Course Learning Outcomes: Students will be able to:

1. Determine the correct statistical analysis for a given set of data [SLO1,SLO2, SLO4]

2. Utilize statistical software to analyze linear models and correctly interpret the output. [SLO2, SLO3]

3. Utilize statistical software to perform goodness of link assessment for logistic regression model, RECEIVER OPERATING CHARACTERISTIC CURVES (ROC’S), and OPTIMAL OPERATING POINTS (OOP’s), and correctly interpret the output. [SLO2, SLO3,SLO4]

4. Utilize statistical software to analyze Count outcomesusing Poisson Regression, Negative Binomial Regression models, and Generalized Poisson regression models to address under-dispersion and over-dispersion for count data and correctly interpret the output. [SLO2, SLO3,SLO4]

5. Utilize statistical software to analyze inflated Count OUTCOMES models, though ZERO-INFLATED OUTCOME TECHNIQUES AND ZERO-ALTERED MODELS, and correctly interpret the output. [SLO2, SLO3,SLO4]

6. Utilize statistical software to perform FINITE MIXTURE MODELS to accommodate multimodal outcomes. [SLO2, SLO3,SLO4]

7. Discuss goodness-of-fit techniques for ZERO-ALTERED, ZERO-INFLATED MODELS, AND FINITE MIXTURE MODELSthrough VUONG’S TEST. [SLO2, SLO3,SLO4].

8. INTRODUCTION TO EXTENSION OF TECHNIQUES TO REPEATED MEASURES DATA. [SLO2, SLO3,SLO4]

9. INTRODUCTION TO CTAEGORIZED TIME TO EVENTS. [SLO2, SLO3,SLO4]

10. Communicate the results of these statistical analyses in a concise, simple way that would be understandable to a non-statistician. [SLO2, SLO4, SLO5, SLO6]

EXAMS: The first exam is xxx. The second exam is yyy.

EVALUATION COMPONENTS: Two in class tests at 25% each (TBATBA) and the final exam at 30%, individual project at 20%.

Evaluation:Exam 1 (in-class) [CLO1-CLO4, CLO7] 25%

Exam 2 ( in-class) [CLO1- CLO7] 25%

Final Exam (in-class) [CLO1-CLO9] 30%

Final Project [CLO9]20%

ATTENDANCE: Attendance is important and expected. Absence from a test is acceptable for illness/emergency/official University business. Please contact me ASAP by e-mail or phone.

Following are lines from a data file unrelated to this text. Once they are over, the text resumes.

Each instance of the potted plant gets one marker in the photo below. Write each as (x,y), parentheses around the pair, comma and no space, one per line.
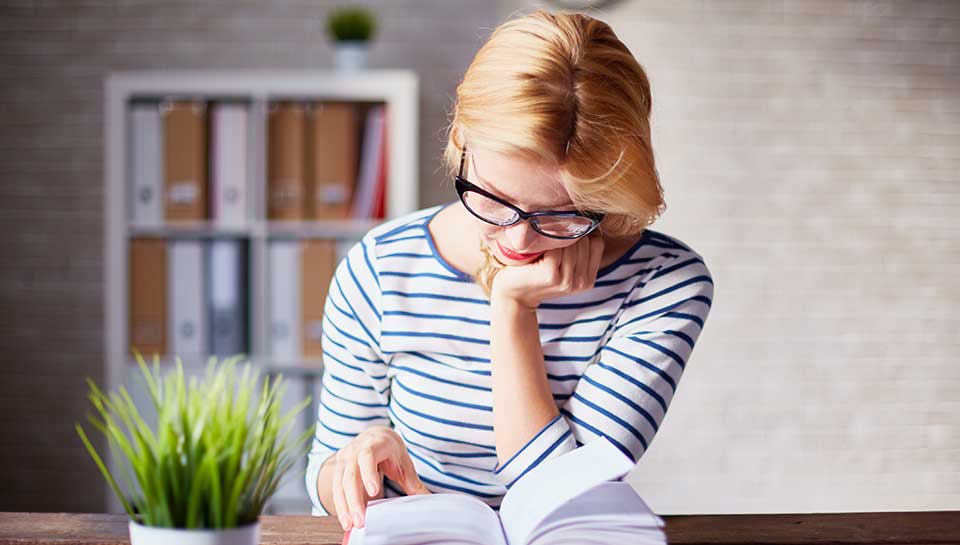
(203,472)
(351,28)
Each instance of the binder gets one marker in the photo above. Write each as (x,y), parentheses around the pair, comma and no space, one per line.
(363,203)
(226,294)
(331,160)
(319,264)
(380,194)
(285,334)
(146,165)
(187,324)
(147,296)
(185,161)
(285,161)
(228,183)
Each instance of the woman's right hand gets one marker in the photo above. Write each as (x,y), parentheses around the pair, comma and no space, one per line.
(360,465)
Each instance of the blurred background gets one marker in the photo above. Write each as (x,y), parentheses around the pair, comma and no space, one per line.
(809,150)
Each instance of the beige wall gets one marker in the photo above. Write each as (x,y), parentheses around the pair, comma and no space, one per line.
(811,152)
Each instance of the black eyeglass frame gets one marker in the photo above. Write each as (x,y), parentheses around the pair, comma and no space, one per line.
(463,185)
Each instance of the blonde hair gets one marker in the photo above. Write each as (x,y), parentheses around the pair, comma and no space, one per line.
(562,88)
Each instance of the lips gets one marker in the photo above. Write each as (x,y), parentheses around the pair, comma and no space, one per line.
(516,255)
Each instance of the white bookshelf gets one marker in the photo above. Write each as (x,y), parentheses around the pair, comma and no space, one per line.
(396,88)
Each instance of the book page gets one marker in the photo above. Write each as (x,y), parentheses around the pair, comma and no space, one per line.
(557,481)
(611,512)
(448,518)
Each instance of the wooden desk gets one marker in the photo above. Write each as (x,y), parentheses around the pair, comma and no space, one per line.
(898,528)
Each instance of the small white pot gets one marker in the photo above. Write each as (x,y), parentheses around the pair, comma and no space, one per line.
(351,54)
(153,535)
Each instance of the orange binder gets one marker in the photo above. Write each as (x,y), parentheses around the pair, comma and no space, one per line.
(148,296)
(318,262)
(285,161)
(332,160)
(185,160)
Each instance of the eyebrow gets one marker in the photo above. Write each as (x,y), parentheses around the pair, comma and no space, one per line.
(491,189)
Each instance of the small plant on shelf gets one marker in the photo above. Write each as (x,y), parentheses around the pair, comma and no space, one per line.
(351,23)
(217,453)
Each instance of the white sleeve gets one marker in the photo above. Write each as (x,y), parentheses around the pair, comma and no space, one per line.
(355,390)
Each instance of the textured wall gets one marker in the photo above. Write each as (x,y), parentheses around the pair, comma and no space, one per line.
(54,56)
(811,152)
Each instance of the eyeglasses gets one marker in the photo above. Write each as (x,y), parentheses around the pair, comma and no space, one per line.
(494,210)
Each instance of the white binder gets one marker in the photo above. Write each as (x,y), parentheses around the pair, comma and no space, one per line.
(228,151)
(187,320)
(226,285)
(145,172)
(363,203)
(286,341)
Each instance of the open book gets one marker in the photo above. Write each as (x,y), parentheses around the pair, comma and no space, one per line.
(577,498)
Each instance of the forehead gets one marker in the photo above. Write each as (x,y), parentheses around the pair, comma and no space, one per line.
(525,182)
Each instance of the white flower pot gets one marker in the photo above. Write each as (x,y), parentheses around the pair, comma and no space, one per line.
(351,54)
(152,535)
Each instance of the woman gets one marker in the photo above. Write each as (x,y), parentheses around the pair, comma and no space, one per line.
(467,343)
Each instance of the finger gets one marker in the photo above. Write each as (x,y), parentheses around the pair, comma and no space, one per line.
(568,265)
(552,262)
(353,491)
(407,476)
(339,501)
(368,470)
(582,267)
(596,256)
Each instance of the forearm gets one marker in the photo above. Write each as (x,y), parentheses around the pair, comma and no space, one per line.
(522,400)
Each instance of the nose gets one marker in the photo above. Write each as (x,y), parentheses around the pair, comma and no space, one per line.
(521,237)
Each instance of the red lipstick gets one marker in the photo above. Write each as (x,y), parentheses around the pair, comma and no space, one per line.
(516,255)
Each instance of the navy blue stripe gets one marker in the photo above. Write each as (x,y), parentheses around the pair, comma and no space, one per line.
(680,265)
(543,430)
(542,457)
(485,408)
(348,400)
(676,357)
(353,311)
(438,317)
(354,367)
(663,374)
(643,412)
(442,380)
(691,317)
(429,464)
(407,254)
(439,438)
(420,275)
(415,295)
(425,334)
(641,385)
(598,433)
(351,417)
(673,288)
(618,295)
(373,271)
(459,488)
(413,224)
(363,292)
(454,423)
(391,241)
(438,362)
(626,425)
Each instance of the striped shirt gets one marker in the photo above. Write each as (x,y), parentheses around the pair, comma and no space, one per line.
(406,345)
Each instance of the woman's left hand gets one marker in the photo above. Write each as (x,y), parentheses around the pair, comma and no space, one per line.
(556,273)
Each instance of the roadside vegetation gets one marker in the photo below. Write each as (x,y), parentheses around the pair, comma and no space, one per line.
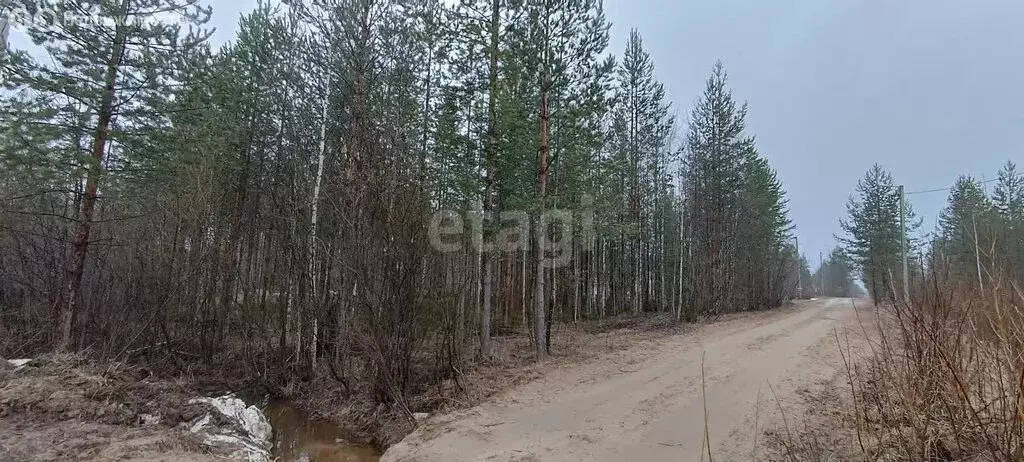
(262,212)
(943,379)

Written verification may be required.

DISHONESTY: Any instance of dishonesty will be dealt with according to University policy.

DISABILITIES: We at West Chester University wish to make accommodations for persons with disabilities. Please make your needs known to me and to the Office of Services for Students with Disabilities (3217). Sufficient notice is needed in order to make accommodations possible.

WITHDRAWAL:

TOPICS: We will follow the Stokes et al. (2012) covering materials not covered in STA507.

HOMEWORK

All Homework will be assigned at the end of each class and from the textbook. Homework is DUE. Subsequent week we will review my final SAS code and the relevant SAS output. I recommend you have your syntax & output available.

PROJECT

The project is worth 20% of your grade. Grading will be based on an oral presentation. See below for the schedule of oral presentations.
The presentation should include the following sections:

  1. Background. Give a short description of the problem and its significance.
  2. Data. Describe the variables and give the number of cases. Indicate any special characteristics concerning the experimental design.
  3. Model. Explain the statistical model that is the basis for your analysis.
  4. Results. Describe the results of your analysis. You can include short tables and graphical displays here.
  5. Conclusions. State your conclusions in terms of the context of the background information that you provided in the first section. Be concise and avoid technical jargon.

Note that there are 15 minutes between the start of each presentation. This means that you will have 10 or at most 12 minutes for your presentation. All presentations will be done in PowerPoint. POWERPOINT is the ONLY ITEM DUE.

Getting started.

  • DATA FROM THE NIDA COCAINE COLLABORATIVE STUDY, TREATMENT OF DEPRESSION STUDIES, or CLINICAL TRIALS NETWORK will be used
  • Outcome will be a categorical outcome following one of the type covered within the class,
  • Plan your analysis or potential Hypothesis
  • Do a first set of analyses including basic descriptive statistics with plots and charts as appropriate
  • Run your basic models; discuss the results and refine the analysis
  • Check model assumptions

Presentations are scheduled for during the Last week.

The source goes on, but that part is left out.